Bruno Mattei (1931-2007) è stato l’ultimo artigiano del cinema italiano. Girava film a qualunque costo, nonostante la crisi del genere e i conseguenti mutamenti del mercato. È stato esempio di un cinema resistenziale e certamente trash, di sicuro unico per la passione e la caparbietà con cui è riuscito a superare il giro di boa del 2000. Bruno Mattei – L’ultimo artigiano, edito da Il Foglio Letterario, è dedicato alla figura di questo cineasta assolutamente al di fuori di qualsiasi definizione precostituita. Ne abbiamo parlato con Gordiano Lupi, autore del volume scritto insieme ad Ivo Gazzarrini.
Bruno Mattei – L’ultimo artigiano focalizza l’attenzione su un cineasta che non ha voluto accettare la fine della gloriosa stagione del cinema di genere, continuando a muoversi in quei territori. Parliamo di questo suo aspetto resistenziale…
G.L. Mattei è l’ultimo artigiano, lo è stato fino alla fine, girando film di zombi scritti dall’amico Antonio Tentori, addirittura prison movie e women in prison, ambientati nelle Filippoine (tra l’altro niente male come cinema di genere). È stato uno coerente, fedele sino alla fine ad una personale idea di cinema che non doveva avere alcuna complicazione intellettuale o di messaggio. Genere per il genere. Mattei mi ricorda i comunisti duri e puri, quelli che – qualunque cosa accada – alzano il pugno e cantano Bandiera Rossa. È una battuta, ma rende bene l’idea. A me stanno simpatici, eh? Non è dispregiativo.
Qual era la formazione di Mattei? In che modo questa l’ha supportato in una carriera dove il budget risicato e i tempi di lavorazione stretti erano all’ordine del giorno?
G.L. Mattei era un tecnico, proveniva dal montaggio, prima sceneggiatore, quindi regista, affina una tecnica discreta che gli permette di risparmiare sui costi di produzione e sui tempi, di fare cinema di pura imitazione e di genere in pochi giorni, cavalcando ogni moda, fossero tonaca movie o erotici puri, ma anche western crudi e violenti e nazi-erotici.
Dal vostro saggio emerge la figura di un uomo colto, dalla personalità affascinante e dai molti interessi…
G.L. Mattei era interessato a fare cinema. A lui non importava che fosse considerato cinema di serie B. Il mondo del cinema, invece, non l’ha mai riconosciuto né amato. solo per questo meritava un libro che lo ricordasse in eterno. La Garzantina Cinema non ne cita neppure l’esistenza. Vergogna.
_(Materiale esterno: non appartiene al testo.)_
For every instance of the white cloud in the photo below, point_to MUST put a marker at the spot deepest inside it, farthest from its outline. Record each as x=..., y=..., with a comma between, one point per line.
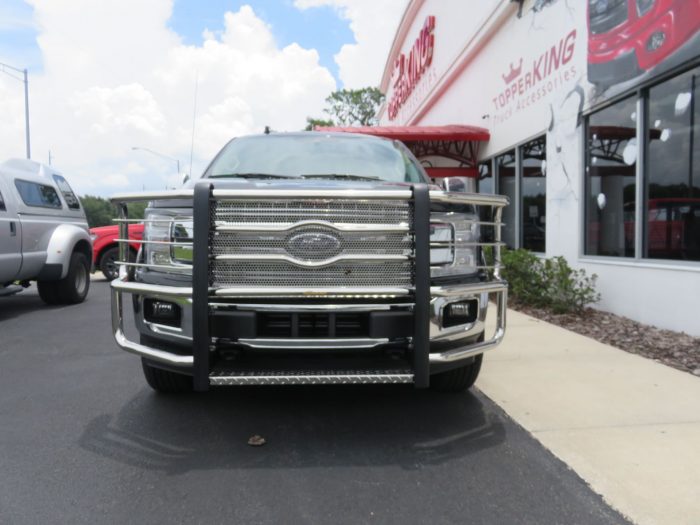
x=374, y=24
x=114, y=76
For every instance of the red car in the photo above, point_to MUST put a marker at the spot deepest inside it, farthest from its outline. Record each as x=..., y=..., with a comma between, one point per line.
x=105, y=250
x=629, y=37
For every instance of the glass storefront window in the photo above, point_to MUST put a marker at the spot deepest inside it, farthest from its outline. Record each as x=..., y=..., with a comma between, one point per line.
x=672, y=185
x=505, y=166
x=534, y=194
x=610, y=180
x=485, y=184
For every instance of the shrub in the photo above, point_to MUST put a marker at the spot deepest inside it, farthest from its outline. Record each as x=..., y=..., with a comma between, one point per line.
x=547, y=283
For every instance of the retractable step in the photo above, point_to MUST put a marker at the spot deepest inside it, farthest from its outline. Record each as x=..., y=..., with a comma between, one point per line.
x=231, y=376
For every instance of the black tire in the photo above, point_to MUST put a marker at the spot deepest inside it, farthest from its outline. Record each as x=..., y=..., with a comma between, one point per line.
x=165, y=381
x=74, y=287
x=48, y=292
x=107, y=260
x=458, y=379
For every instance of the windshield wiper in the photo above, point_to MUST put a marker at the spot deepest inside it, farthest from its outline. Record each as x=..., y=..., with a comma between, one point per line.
x=339, y=176
x=252, y=176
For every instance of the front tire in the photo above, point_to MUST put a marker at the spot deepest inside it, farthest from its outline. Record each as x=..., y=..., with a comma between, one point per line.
x=108, y=265
x=160, y=380
x=458, y=379
x=165, y=381
x=73, y=288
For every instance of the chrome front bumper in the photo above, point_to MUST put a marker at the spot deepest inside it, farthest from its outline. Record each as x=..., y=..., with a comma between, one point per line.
x=440, y=295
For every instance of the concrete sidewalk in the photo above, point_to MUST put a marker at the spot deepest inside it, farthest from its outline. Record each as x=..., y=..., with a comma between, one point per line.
x=627, y=425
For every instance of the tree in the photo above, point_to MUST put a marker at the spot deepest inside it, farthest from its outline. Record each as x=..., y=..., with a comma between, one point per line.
x=350, y=107
x=311, y=123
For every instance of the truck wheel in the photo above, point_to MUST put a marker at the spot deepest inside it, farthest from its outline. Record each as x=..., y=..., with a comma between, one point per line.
x=48, y=292
x=107, y=263
x=165, y=381
x=458, y=379
x=73, y=288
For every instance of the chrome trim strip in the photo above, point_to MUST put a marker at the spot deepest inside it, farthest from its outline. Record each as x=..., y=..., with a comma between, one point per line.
x=468, y=289
x=297, y=343
x=313, y=307
x=310, y=264
x=282, y=227
x=184, y=268
x=307, y=194
x=121, y=285
x=167, y=243
x=476, y=199
x=309, y=292
x=311, y=379
x=160, y=356
x=153, y=195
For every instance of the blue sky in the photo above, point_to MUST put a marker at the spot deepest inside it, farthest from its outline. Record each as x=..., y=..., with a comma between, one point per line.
x=320, y=28
x=289, y=24
x=118, y=79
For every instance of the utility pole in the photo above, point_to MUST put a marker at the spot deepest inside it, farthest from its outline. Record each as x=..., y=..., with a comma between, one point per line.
x=25, y=78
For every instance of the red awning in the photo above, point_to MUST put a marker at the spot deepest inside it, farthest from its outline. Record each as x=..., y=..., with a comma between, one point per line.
x=453, y=133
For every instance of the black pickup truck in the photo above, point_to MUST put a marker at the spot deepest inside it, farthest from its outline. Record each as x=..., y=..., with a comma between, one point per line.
x=312, y=258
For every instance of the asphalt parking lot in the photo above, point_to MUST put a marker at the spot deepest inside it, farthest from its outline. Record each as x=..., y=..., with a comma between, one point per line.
x=83, y=439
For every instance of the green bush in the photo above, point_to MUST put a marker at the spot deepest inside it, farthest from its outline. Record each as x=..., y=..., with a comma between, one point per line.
x=547, y=283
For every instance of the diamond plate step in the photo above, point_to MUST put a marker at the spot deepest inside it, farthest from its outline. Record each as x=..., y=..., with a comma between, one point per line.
x=224, y=377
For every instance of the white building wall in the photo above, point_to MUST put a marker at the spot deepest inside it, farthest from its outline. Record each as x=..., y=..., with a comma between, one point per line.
x=476, y=43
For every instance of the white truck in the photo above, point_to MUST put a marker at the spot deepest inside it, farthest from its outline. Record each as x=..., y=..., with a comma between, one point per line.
x=43, y=234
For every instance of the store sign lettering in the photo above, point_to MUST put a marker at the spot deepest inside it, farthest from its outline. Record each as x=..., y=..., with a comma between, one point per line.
x=541, y=77
x=409, y=70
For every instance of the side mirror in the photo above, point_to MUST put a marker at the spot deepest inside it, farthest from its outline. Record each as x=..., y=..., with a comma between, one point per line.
x=459, y=184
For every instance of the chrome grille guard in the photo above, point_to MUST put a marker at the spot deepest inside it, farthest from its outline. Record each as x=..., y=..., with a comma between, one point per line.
x=210, y=220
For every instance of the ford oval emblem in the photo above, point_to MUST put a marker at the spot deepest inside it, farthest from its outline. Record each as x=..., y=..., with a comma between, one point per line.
x=313, y=245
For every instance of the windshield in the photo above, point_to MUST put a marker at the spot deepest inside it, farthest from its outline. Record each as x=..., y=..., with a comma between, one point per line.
x=316, y=155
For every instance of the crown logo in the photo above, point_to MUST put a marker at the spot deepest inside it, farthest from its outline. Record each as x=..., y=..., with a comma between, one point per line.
x=513, y=73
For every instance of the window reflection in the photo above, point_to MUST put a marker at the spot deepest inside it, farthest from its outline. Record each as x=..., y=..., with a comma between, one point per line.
x=505, y=165
x=485, y=184
x=610, y=180
x=534, y=194
x=672, y=204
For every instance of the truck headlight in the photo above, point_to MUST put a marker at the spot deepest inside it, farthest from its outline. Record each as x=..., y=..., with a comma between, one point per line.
x=157, y=230
x=453, y=243
x=169, y=240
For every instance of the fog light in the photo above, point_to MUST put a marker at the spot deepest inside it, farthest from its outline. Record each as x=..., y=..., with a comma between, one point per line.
x=161, y=312
x=463, y=312
x=656, y=40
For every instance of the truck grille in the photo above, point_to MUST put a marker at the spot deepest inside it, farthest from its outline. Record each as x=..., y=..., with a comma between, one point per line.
x=312, y=243
x=288, y=211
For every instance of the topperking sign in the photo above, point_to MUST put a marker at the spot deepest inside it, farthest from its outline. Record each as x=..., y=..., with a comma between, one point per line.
x=409, y=70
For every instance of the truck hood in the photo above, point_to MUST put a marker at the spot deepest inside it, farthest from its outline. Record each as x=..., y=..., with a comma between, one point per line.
x=288, y=184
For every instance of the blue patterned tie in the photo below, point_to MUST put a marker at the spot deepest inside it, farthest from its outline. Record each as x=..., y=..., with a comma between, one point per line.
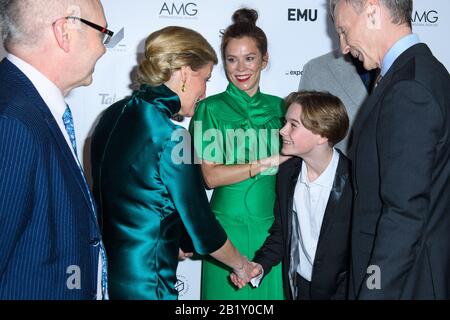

Appuntamento a Trieste poteva essere l’ingresso di Mattei nella produzione di serie A, cosa non ha funzionato con questo sceneggiato?
G.L. In realtà si è trattato di un buon film televisivo, una delle rare volte in cui Mattei si è trovato a lavorare con un budget adeguato. Si tratta di uno sceneggiato ispirato al romanzo di Scerbanenco. Mattei è costretto a correre pure per la televisione, forse lo chiamano esattamente per questo motivo. Il progetto iniziale prevedeva 16 settimane di lavorazione, ma le tempistiche non vennero rispettate. Dunque, il nostro si trova davanti a un prendere o lasciare. Non può lasciare, ha necessità di lavorare. Una sua dichiarazione al riguardo: “Alla Rai sono dei pazzi: comprano i diritti ma non leggono i libri… Il film era tutta un’altra cosa rispetto al romanzo di Scerbanenco. Ma ormai avevo ereditato il pacchetto pronto e l’ho dovuto girare come l’avevano scritto”.
I sottogeneri frequentati da Mattei coprono l’intero scibile del cinema bis, dov’è che ha dato il meglio?
G.L. Nel western. Ha girato due titolo che sono davvero interessanti. Ma anche alcuni horror non sono male, se accettiamo il trash come nota caratteristica del suo stile.
La rimozione sistematica dei suoi film è un aspetto insopportabile dello snobismo della critica italiana. Come ti spieghi questo atteggiamento?
G.L. Normale. La critica cinematografica italiana rimuove persino Pupi Avati. Vuoi che non rimuova Mattei?